Корр.: Вы действительно верите, что вы с Мардж предназначены друг для друга?
Зэк: Ну посудите сами: я храплю по ночам, а она не просыпается. Я терпеть не могу убираться, а у нее есть домработница. Я люблю петь в душе, а у нее нет слуха – и ей даже нравятся мои песни. По-моему, это знаки свыше.
Корр.: О чем вы с ней говорите?
Зэк: Как правило, о высоком: о кино, о литературе. Например, сегодня она цитировала мне своих клиентов-писателей: «Глаза у девушки были умные, как у слона».
Корр: Как вы думаете, зачем вы нужны вашей жене?
Зэк: Чтобы злить ее собаку, cестру и подругу. Я – специя, я придаю остроту жизни.
Корр.: Экий вы жестокий! Кем вы были в прошлой жизни – палачом при падишахе?
Зэк: Наверное, кабаном.
Корр.: С чего вы это взяли?
Зэк: Я тут передачу по телику смотрел. Кабан всеяден: в основном питается корневищами и плодами. Ведет ночной образ жизни. Спаривается в ноябре-январе… Это же точно про меня!
Корреспондент заглядывает в энциклопедию.
Корр.: Хм, тут написано, что в марте у самки рождается три-четыре поросенка. Вот уж спасибо!

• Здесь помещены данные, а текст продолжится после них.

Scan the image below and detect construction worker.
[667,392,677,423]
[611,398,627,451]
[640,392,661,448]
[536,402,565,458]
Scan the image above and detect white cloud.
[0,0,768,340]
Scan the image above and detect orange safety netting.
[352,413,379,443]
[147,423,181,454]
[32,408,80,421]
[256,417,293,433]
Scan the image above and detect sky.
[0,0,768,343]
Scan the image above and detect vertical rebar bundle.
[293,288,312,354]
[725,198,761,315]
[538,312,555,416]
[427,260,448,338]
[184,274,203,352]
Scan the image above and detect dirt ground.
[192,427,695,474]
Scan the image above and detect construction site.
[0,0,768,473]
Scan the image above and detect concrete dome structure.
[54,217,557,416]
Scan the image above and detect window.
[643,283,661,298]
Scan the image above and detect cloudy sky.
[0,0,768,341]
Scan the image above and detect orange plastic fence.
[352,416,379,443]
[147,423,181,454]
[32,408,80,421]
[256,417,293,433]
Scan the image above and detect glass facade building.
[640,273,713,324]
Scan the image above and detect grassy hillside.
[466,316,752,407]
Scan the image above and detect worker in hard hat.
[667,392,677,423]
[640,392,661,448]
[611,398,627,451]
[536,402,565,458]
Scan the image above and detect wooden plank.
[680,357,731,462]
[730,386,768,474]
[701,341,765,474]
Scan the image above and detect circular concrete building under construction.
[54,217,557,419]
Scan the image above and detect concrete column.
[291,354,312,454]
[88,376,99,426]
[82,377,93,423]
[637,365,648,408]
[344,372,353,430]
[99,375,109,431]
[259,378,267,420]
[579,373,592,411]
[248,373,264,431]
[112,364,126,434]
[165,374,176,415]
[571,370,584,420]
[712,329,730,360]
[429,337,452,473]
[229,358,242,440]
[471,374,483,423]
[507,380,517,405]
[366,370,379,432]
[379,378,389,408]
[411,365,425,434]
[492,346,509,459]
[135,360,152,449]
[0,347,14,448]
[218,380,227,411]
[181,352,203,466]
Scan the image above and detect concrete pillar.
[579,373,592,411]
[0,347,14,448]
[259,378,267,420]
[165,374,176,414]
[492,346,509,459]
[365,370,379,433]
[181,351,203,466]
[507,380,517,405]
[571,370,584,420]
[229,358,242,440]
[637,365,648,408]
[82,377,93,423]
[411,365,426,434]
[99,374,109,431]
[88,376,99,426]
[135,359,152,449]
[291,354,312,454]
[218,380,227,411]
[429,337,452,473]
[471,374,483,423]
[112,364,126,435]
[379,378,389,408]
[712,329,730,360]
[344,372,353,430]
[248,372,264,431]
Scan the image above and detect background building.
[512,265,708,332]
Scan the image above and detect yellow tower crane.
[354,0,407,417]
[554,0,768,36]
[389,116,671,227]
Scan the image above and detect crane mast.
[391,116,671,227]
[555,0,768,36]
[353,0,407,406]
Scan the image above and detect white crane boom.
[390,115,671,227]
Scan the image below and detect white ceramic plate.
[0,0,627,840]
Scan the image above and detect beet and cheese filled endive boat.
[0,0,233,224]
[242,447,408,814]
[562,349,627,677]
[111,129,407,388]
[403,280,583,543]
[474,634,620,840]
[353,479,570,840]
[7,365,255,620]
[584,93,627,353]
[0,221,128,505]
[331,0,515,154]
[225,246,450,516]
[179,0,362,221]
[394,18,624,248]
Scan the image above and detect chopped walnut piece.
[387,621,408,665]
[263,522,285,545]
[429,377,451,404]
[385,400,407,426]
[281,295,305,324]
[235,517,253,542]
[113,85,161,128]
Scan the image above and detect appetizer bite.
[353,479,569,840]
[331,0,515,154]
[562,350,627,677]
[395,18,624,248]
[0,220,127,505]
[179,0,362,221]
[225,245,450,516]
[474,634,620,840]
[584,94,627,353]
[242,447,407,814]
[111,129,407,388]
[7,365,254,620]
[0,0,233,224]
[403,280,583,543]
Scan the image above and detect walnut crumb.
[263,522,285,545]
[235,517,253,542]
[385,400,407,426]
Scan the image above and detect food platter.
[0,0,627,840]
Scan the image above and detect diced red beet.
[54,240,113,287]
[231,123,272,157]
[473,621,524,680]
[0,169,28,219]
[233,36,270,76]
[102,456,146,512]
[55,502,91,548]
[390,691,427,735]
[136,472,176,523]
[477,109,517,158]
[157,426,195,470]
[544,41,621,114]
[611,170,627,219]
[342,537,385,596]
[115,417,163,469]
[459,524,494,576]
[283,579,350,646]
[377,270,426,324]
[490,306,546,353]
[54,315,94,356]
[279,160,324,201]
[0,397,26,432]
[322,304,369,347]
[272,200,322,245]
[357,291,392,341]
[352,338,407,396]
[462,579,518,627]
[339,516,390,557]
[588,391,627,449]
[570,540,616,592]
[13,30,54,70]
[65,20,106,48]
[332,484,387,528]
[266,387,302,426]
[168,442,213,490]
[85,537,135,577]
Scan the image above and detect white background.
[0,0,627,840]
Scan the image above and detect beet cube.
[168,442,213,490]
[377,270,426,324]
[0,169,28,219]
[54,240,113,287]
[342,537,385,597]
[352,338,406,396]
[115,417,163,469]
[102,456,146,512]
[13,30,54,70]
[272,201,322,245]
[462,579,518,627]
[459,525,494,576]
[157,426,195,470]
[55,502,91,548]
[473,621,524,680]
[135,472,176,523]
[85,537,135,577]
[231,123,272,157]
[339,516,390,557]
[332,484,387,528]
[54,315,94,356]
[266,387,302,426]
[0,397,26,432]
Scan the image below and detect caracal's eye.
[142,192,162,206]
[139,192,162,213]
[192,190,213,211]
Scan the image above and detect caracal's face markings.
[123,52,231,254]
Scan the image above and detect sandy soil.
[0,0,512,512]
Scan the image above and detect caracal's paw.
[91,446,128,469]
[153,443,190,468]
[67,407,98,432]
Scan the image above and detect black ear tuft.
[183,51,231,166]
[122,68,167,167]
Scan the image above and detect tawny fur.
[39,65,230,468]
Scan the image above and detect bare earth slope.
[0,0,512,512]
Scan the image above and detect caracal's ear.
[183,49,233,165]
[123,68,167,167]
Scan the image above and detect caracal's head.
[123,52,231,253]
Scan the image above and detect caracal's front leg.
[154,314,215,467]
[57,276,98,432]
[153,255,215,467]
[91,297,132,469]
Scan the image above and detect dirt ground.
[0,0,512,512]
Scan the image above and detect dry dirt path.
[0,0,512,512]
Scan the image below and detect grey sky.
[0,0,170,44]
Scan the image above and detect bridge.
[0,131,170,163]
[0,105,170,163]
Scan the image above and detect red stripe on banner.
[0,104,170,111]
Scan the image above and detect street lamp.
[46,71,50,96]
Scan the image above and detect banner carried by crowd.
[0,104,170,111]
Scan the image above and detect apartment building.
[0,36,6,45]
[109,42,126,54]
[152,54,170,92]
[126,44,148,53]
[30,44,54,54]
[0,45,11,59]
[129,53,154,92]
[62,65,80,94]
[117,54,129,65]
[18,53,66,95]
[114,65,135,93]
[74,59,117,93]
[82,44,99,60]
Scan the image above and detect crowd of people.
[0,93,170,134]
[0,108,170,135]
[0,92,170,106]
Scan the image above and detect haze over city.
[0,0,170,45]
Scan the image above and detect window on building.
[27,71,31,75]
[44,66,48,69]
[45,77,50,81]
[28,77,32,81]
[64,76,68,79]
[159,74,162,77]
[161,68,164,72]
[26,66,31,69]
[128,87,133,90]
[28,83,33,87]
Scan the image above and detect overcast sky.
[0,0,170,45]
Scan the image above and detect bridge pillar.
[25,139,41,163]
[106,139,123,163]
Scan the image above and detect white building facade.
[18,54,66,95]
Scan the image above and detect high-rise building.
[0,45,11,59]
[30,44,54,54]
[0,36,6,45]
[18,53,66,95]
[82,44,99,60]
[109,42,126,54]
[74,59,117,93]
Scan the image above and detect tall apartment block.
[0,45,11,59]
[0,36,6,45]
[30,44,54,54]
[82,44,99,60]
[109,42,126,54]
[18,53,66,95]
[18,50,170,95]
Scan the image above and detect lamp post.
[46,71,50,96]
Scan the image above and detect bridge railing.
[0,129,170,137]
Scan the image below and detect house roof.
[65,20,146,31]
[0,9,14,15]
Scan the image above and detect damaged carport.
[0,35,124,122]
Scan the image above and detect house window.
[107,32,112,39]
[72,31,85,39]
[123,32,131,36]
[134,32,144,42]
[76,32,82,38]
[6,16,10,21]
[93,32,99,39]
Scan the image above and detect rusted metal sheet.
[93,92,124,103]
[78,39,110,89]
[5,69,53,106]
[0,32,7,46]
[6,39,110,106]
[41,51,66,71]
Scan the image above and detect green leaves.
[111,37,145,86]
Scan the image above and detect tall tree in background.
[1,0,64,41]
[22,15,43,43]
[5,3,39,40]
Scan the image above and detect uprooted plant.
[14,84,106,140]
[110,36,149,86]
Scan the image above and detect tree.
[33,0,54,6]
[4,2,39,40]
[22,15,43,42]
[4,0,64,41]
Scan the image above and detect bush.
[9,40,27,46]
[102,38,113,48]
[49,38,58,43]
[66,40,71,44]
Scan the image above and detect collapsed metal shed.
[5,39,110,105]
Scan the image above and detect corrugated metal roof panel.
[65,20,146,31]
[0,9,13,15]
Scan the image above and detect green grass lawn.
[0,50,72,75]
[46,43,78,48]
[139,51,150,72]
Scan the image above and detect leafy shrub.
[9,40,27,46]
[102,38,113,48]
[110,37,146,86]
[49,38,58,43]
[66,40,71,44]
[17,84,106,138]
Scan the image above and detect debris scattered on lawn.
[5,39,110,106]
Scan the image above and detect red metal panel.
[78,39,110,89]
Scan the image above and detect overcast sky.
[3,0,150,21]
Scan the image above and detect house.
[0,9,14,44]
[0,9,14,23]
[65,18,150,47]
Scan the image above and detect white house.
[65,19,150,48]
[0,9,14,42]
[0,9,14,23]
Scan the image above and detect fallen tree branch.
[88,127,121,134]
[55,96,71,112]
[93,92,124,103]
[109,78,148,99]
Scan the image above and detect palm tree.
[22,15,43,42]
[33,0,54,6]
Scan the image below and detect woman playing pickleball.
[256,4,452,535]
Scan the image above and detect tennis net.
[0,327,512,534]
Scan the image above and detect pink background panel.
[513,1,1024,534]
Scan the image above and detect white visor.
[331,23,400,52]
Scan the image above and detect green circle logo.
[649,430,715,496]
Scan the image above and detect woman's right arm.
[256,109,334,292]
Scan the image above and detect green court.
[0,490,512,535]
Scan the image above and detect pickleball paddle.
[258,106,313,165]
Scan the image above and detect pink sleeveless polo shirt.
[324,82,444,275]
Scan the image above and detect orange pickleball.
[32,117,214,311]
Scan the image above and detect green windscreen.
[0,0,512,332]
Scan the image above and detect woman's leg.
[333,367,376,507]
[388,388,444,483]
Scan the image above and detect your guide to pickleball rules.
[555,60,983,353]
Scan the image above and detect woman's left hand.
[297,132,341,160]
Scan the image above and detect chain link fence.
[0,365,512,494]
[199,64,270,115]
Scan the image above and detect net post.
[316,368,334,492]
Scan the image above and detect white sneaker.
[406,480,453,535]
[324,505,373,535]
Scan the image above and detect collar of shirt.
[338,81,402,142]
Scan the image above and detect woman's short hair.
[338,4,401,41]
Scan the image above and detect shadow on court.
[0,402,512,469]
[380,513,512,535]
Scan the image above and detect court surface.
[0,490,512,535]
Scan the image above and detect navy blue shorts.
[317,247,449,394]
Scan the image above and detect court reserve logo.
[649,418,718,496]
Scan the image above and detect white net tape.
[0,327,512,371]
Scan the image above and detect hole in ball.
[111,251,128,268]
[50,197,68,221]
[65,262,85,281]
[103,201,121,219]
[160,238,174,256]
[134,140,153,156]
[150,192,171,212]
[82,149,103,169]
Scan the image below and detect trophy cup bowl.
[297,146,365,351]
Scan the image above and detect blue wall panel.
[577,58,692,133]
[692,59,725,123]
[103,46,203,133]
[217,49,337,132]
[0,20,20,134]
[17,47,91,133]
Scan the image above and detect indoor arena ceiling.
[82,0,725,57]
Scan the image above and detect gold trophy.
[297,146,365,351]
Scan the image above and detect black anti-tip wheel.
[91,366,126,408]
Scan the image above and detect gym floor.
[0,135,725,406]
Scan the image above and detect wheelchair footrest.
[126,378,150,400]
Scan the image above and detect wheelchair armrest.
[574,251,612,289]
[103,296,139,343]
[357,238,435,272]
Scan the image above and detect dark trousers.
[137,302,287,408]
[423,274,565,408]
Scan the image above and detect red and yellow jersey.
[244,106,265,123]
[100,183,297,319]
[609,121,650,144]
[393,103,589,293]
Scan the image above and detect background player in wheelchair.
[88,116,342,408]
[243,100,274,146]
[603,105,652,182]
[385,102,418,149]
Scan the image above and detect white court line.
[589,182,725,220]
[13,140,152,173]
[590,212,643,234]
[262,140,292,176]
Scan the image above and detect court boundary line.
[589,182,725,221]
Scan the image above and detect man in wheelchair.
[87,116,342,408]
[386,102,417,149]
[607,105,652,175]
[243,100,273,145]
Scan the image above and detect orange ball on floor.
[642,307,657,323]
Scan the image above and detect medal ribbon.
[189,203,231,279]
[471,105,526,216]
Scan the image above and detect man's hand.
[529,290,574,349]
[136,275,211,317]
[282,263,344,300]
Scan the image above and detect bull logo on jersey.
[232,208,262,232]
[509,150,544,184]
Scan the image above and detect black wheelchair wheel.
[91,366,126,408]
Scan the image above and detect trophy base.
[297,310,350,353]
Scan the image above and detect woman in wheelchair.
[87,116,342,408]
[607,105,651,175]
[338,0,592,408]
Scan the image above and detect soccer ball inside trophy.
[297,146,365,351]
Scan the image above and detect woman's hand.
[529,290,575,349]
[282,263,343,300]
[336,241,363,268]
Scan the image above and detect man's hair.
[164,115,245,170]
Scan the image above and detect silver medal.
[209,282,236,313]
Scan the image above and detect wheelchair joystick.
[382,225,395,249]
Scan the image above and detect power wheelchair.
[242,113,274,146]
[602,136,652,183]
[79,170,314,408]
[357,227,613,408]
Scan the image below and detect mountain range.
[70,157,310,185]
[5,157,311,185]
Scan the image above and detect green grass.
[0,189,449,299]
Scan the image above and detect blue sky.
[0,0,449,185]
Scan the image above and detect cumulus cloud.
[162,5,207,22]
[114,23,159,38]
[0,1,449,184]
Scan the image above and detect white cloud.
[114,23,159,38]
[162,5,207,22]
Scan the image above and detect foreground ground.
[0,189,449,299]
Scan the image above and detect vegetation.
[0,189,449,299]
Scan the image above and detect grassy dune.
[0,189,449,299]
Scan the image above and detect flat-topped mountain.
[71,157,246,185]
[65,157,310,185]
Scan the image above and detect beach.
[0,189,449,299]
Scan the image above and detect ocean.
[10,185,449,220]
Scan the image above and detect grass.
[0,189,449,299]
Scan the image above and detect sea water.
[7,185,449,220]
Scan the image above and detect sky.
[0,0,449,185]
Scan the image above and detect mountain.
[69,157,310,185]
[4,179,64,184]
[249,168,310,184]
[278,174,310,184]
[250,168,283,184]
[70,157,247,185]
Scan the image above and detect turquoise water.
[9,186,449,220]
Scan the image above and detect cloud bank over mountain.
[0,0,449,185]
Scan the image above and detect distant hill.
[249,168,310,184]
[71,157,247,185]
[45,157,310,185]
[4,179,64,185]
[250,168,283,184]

Зэк: Ничего не поделаешь: судьба у тебя такая.
Корр.: Э! Э! Руки прочь! Не сметь ко мне приставать! Я в домике!
Зэк: А у меня ордер на обыск домика!
Корреспондент пищит и отбивается подушкой.
Зэк (прижав кулак ко рту): Первый! Первый! Я – второй! Занял стратегическую высоту. Вас понял: есть приготовиться к запуску!